![]() |
| Keterangan Perss kasus dugaan korupsi TIK Dikbud Lotim di media center Kejari Lotim. |
Lombok Timur, NTBPost.com – Penanganan kasus dugaan tindak pidana korupsi pengadaan Peralatan Teknologi Informasi dan Komunikasi (TIK) di lingkup Dinas Pendidikan dan Kebudayaan (Dikbud) Kabupaten Lombok Timur resmi memasuki babak baru. Kejaksaan Negeri Lombok Timur resmi menaikkan status kasus ini dari penyelidikan ke tahap penyidikan.

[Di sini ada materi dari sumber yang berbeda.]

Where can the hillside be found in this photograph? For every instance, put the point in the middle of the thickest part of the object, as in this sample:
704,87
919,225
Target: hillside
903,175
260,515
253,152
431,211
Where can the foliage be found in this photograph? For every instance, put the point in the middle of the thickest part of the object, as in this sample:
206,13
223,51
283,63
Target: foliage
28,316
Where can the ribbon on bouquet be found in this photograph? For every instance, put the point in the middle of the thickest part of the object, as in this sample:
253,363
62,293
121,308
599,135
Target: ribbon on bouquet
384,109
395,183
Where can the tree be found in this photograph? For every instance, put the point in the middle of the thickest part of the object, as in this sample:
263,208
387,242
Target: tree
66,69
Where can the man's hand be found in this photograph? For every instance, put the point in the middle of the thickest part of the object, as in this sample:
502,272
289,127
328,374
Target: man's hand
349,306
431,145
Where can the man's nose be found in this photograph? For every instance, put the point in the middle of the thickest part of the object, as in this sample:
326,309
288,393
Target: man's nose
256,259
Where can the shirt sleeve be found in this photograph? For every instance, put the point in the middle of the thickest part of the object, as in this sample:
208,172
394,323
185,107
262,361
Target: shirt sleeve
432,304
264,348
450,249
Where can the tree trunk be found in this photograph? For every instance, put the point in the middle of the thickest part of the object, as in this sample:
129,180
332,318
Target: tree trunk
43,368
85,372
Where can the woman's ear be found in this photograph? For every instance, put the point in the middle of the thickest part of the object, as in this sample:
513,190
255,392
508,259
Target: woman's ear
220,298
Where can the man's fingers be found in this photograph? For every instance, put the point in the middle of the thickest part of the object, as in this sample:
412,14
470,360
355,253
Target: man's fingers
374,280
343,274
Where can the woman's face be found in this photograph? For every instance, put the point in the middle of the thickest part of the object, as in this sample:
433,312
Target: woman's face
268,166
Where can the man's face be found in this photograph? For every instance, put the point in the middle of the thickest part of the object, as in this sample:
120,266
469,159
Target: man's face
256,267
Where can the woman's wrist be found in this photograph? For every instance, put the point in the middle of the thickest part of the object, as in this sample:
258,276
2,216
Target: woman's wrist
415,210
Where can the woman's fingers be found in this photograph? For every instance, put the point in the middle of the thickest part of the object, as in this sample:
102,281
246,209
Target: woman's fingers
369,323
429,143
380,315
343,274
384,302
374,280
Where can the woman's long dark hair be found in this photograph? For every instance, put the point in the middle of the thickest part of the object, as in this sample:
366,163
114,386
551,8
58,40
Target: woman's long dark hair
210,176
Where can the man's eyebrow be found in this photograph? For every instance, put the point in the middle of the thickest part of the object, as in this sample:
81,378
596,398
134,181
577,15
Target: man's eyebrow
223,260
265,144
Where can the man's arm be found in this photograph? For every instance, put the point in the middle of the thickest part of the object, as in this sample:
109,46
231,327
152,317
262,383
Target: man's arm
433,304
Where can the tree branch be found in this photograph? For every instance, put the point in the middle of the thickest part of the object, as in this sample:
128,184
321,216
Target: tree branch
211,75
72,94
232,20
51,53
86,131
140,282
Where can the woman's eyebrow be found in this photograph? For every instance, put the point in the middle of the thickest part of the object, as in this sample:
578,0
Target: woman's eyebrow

Hal ini ditegaskan oleh Kepala Seksi Intelijen Kejari Lotim, I Putu Bayu Pinarta, dalam keterangan persnya. Ia menyebutkan, peningkatan status kasus tersebut telah ditetapkan berdasarkan Surat Perintah Penyidikan Nomor PRINT-02/N.2.12/Fd.2/04/2025 tanggal 30 April 2025.
“Kasus TIK DAK Dikbud Lotim tahun 2022 naik ke penyidikan,” tegas Bayu. Jumat (2/5)
Proyek pengadaan TIK tersebut menggunakan Dana Alokasi Khusus (DAK) tahun anggaran 2022 dengan nilai fantastis mencapai Rp 32.438.460.000. Berdasarkan hasil pengumpulan data dan keterangan, penyidik menemukan indikasi kuat adanya peristiwa pidana korupsi.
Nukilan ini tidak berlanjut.